The championship has been plagued by the continued wrangling over the equalisation of BMW's 320si and the turbo-diesel SEAT Leon TDi hatchbacks, and BMW motorsport boss Mario Theissen has admitted that BMW's patience with the series is wearing thin.
"In my opinion the situation is not sustainable and we are presently examining our WTCC commitment very critically," he told the press in Monaco.
"We have always been in touring car racing in some form or other, and we will continue in that way. But we have a very broad base of customers so it doesn't necessarily have to be a works engagement."
BMW ended last season frustrated that its car was unable to compete with the turbo-diesel-powered SEAT Leons. SEAT had its boost pressure restricted to 2.5 bar prior to the beginning of this season, but BMW was still unable to win any of the opening six races.
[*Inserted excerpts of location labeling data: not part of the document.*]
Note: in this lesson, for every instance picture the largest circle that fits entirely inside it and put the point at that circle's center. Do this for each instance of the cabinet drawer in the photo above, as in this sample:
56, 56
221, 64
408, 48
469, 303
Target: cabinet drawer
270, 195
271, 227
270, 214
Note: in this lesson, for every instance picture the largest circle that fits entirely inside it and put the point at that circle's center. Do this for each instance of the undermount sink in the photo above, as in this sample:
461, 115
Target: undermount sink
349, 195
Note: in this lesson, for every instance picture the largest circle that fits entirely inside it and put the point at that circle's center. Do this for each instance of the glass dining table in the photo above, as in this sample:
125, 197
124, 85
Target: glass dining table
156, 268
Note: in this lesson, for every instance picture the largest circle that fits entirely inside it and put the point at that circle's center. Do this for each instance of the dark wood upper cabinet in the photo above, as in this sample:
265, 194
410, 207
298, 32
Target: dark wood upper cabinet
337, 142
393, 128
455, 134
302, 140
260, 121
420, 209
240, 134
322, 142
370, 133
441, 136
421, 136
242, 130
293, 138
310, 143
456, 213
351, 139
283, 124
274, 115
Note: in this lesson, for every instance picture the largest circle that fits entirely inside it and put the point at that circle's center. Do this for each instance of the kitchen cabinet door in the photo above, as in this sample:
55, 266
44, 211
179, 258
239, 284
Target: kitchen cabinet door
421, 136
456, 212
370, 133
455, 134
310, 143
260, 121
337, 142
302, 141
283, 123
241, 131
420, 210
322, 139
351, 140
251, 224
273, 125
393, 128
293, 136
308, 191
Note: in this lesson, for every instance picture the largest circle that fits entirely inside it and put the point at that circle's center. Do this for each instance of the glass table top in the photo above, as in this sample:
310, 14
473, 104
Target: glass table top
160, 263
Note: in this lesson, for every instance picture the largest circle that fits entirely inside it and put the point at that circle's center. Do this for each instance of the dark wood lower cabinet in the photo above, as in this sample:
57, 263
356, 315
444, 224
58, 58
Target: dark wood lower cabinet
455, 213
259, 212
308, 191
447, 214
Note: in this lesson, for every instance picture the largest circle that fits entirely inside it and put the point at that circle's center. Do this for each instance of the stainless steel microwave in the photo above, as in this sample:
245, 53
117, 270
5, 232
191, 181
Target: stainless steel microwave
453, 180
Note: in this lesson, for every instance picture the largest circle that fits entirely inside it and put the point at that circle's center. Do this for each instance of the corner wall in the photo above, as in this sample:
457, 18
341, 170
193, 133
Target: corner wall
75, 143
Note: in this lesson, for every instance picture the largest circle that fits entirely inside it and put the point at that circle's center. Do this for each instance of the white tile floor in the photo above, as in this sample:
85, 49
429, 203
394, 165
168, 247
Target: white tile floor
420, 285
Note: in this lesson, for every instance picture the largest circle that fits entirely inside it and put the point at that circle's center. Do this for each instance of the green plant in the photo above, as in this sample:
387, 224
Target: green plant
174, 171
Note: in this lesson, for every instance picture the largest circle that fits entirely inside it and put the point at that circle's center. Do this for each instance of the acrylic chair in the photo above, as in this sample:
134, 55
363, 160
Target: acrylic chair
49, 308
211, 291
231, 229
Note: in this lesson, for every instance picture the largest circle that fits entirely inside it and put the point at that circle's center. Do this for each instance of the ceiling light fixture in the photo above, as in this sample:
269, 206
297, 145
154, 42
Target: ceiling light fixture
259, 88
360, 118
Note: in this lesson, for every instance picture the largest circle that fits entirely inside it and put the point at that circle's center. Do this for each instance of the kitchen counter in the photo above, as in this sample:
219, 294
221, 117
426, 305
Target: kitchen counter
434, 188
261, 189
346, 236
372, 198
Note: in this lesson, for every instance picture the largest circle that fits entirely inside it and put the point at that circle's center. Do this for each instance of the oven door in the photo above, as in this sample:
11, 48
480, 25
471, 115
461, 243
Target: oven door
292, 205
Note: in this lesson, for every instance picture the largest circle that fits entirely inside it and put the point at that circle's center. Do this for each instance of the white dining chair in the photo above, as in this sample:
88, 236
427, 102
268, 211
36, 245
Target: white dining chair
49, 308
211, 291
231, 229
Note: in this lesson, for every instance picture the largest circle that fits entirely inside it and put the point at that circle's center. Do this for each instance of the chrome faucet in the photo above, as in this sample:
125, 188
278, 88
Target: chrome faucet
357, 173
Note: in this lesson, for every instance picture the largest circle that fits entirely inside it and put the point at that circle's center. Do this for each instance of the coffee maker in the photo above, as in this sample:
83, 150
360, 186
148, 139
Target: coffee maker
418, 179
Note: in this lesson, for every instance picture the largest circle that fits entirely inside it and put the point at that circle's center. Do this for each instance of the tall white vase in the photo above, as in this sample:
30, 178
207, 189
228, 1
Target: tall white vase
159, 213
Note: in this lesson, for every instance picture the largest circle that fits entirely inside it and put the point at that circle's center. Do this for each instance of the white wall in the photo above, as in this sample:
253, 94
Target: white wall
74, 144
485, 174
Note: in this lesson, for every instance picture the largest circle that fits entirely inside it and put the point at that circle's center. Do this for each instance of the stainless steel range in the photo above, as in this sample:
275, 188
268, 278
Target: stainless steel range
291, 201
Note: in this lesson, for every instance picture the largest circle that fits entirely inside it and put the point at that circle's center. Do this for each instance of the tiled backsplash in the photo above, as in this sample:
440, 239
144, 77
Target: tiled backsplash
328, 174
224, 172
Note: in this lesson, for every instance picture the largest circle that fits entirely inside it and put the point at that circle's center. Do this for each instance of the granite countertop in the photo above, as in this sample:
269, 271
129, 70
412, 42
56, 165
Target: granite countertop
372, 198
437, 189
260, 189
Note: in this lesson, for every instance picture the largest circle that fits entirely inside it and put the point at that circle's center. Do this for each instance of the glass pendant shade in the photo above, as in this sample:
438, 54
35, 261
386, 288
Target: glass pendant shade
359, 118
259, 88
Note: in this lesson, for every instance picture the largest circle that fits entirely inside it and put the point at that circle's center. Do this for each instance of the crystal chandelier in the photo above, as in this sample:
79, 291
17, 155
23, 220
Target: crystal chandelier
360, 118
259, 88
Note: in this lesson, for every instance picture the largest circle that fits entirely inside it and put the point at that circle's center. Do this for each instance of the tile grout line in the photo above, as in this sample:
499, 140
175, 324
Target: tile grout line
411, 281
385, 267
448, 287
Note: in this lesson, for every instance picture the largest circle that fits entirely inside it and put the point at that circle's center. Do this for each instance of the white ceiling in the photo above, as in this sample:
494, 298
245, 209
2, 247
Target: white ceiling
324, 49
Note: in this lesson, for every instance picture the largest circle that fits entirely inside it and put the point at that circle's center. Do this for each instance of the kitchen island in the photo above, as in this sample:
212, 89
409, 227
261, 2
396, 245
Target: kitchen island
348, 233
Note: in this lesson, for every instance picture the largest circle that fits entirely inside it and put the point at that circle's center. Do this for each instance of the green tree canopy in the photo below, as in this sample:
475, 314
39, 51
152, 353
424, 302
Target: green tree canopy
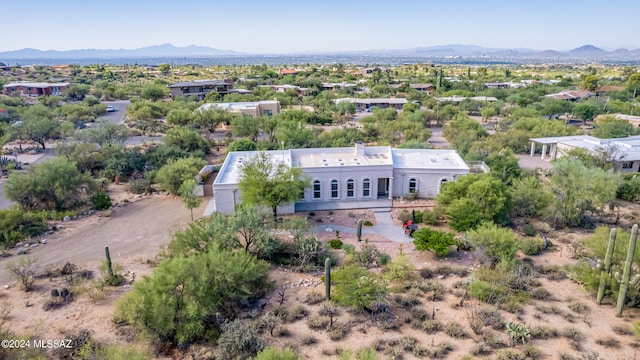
177, 171
53, 185
267, 181
474, 198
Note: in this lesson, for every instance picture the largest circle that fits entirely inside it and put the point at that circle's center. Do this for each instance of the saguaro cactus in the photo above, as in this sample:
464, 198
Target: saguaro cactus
606, 268
109, 267
626, 275
327, 278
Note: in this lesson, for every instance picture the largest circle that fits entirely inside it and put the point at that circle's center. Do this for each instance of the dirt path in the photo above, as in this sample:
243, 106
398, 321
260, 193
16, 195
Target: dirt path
134, 233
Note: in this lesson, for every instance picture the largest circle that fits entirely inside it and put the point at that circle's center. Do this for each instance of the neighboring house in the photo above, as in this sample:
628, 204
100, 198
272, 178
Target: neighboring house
200, 88
254, 109
631, 119
36, 89
335, 86
571, 95
458, 98
366, 104
623, 152
285, 87
288, 72
428, 88
603, 90
349, 178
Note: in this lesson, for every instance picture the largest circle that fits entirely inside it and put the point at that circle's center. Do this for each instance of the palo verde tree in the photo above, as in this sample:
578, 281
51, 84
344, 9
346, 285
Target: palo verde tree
53, 185
267, 181
188, 193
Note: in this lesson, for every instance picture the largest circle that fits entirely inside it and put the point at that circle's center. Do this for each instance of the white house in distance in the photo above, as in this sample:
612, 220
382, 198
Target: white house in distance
625, 152
349, 178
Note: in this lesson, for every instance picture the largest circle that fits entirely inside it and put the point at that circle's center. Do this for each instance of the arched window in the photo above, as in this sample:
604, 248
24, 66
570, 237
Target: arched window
334, 189
351, 187
366, 188
317, 193
413, 185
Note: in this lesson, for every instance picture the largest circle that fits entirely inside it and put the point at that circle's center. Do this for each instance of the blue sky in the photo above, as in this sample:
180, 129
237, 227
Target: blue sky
280, 26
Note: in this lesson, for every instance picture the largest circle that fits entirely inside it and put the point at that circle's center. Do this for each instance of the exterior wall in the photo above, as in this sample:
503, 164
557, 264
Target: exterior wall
428, 181
342, 174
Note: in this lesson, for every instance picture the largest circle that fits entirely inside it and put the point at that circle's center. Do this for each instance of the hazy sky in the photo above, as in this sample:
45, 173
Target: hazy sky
279, 26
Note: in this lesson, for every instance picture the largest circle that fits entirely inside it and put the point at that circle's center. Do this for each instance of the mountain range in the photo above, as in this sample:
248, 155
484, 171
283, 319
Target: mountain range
586, 52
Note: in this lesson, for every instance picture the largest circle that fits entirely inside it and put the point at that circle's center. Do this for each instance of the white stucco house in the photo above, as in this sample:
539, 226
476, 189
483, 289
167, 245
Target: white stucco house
350, 177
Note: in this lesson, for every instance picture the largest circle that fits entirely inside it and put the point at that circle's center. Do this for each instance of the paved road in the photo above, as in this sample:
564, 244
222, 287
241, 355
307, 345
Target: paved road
116, 117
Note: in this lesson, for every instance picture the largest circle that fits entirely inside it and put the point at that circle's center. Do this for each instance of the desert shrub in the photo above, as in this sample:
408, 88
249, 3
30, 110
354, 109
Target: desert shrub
318, 322
224, 281
544, 332
140, 186
18, 225
367, 354
270, 353
509, 354
480, 316
383, 259
541, 294
314, 297
622, 330
530, 246
578, 307
238, 341
530, 351
338, 331
298, 312
438, 241
482, 348
431, 326
529, 230
399, 269
335, 244
101, 201
572, 333
308, 340
609, 342
25, 271
441, 350
455, 330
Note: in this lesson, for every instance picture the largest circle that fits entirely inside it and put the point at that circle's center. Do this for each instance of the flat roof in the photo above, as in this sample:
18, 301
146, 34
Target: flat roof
198, 83
625, 149
34, 84
428, 159
231, 169
344, 156
237, 105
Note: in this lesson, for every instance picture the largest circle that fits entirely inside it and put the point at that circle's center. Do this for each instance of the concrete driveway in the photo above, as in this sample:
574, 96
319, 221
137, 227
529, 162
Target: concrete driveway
115, 117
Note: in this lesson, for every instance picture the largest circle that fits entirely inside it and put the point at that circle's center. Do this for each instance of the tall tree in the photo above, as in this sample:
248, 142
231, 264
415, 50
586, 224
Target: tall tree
267, 181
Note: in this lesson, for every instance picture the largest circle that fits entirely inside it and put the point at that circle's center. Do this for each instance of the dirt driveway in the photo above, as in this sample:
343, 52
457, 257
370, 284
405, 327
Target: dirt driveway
134, 233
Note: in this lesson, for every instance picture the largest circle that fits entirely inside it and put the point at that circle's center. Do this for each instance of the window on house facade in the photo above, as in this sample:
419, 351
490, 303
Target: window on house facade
350, 188
413, 185
334, 189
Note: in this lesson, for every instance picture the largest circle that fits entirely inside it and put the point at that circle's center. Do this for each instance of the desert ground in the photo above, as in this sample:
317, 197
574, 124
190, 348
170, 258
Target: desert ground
137, 229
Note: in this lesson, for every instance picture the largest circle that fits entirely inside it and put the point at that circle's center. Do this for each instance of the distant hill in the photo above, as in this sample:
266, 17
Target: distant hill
164, 50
A protest from BMW after the Marrakech round earlier this month revealed that SEAT had been granted a variable increase in its boost pressure to counter atmospheric conditions in the first three races, which the rival manufacturers had not been informed about.
Theissen believes the WTCC's governing body, the FIA, is responsible for the situation and admits that there is no easy solution.
Last weekend at Pau, the row over the rules intensified as nine cars were excluded from qualifying for exceeding the maximum rev limit during downshifts. Fifteen cars then went unpunished for doing the same in the two races.
"This isn't so much a SEAT situation but an FIA situation," he added. "As far as we are concerned, it is extremely difficult to resolve.
"There were far too many decisions taken that were not clearly thought through. Sometimes after a race, and sometimes even during a race when the regulations were changed or the parameters were changed.
"The decisions taken were not communicated cleanly - that means competitors did not know what the situation was, and under which circumstances and conditions the other competitors were racing. This only became clear when there was a protest."
Theissen admitted that BMW is currently investigating opportunities in other touring car series and that it could choose not run a factory programme for an unspecified length of time.
"We are looking at other touring car categories," he said. "If we do come to a decision where a works commitment doesn't make sense in any given series, then it could be for a period of time that we may only lend support to our customers, as opposed to competing ourselves."